As Europe's refiners struggle with processing capacity they don't need, fears grow about emergence of a cartel. The European Community -- not to mention various national governments -- prohibits cartels deemed to conflict with consumer interests. Officials are reported to be watching developments with concern. If refining capacity shrinks, after all, prices of petroleum products might rise.
Indeed they might. Why this should raise consumerist alarm in official Europe is puzzling, however. In their own affairs, European governments show scant regard for the interests of oil users.
The need to trim
The European refining industry seems convinced of the need to trim capacity, which has grown through plant upgrades, environmental measures, and optimistic market projections. The problem, as always when capacity cuts loom, is deciding who makes the sacrifice.
Chronically surplus capacity skews operating incentives. With margins thin or nonexistent, companies try to survive on cash flow and efficiency, hoping competitors will shut plant. That means operating at close to capacity rates, a strategy that dumps product on the market and squeezes margins. By one estimate, European refiners last year made an average of 40,000 b/d more product than local markets needed. And the product surplus is growing.
Accumulating financial losses amount to investments by individual refiners in the assurance that something eventually will give and the hope that it will be a competitor. At some point, some beleaguered company will shut a refinery. If that doesn't do the trick, another refinery will have to go. It can be a long process. Refiners are difficult and expensive to close.
What European refiners have begun to discuss is a more orderly and less costly way to effect the inevitable. Total SA Chairman Thierry Desmarest has discussed a scheme under which refiners willing to sacrifice capacity receive guaranteed, priority access to surviving facilities.
Something like that might work, although conflicting commercial interests and inevitable suspicions about price collusion would complicate the negotiations.
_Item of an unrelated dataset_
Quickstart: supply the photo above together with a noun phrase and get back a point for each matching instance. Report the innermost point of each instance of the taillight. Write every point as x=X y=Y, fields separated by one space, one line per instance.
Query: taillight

As long as refiners acknowledge the suspicions and behave with appropriate caution, however, talking about coordinated capacity reductions -- even implementing them if that proves possible -- need not hurt anyone.
Governments, for their part, must recognize that capacity rationalization is normal business and resist the temptation to pose price gains as the signal to enforce cartel prohibitions. A capacity shakeout, even a coordinated one, is a far cry from cartel behavior. And the whole point of a capacity shakeout is to restore margins, an important factor of which is product price.
Prices might rise
So, yes, product prices might rise if refining capacity shrinks in Europe. But European consumers would hardly notice. On every barrel of oil product they buy, they pay taxes equivalent to two or three times the average per-barrel value of crude oil in international trade (see table, OGJ, Apr. 3, p. 51). And the European Commission wants to extract even more with levies on the carbon content of fuels. From European governments, expressions of concern about consumer interests sound hollow.
Excess capacity presents European refiners with a difficult set of problems. Government resistance to industry rationalization should not be among them. Compared with what governments do to European oil consumers, the price consequence of capacity cuts, coordinated or not, would be slight.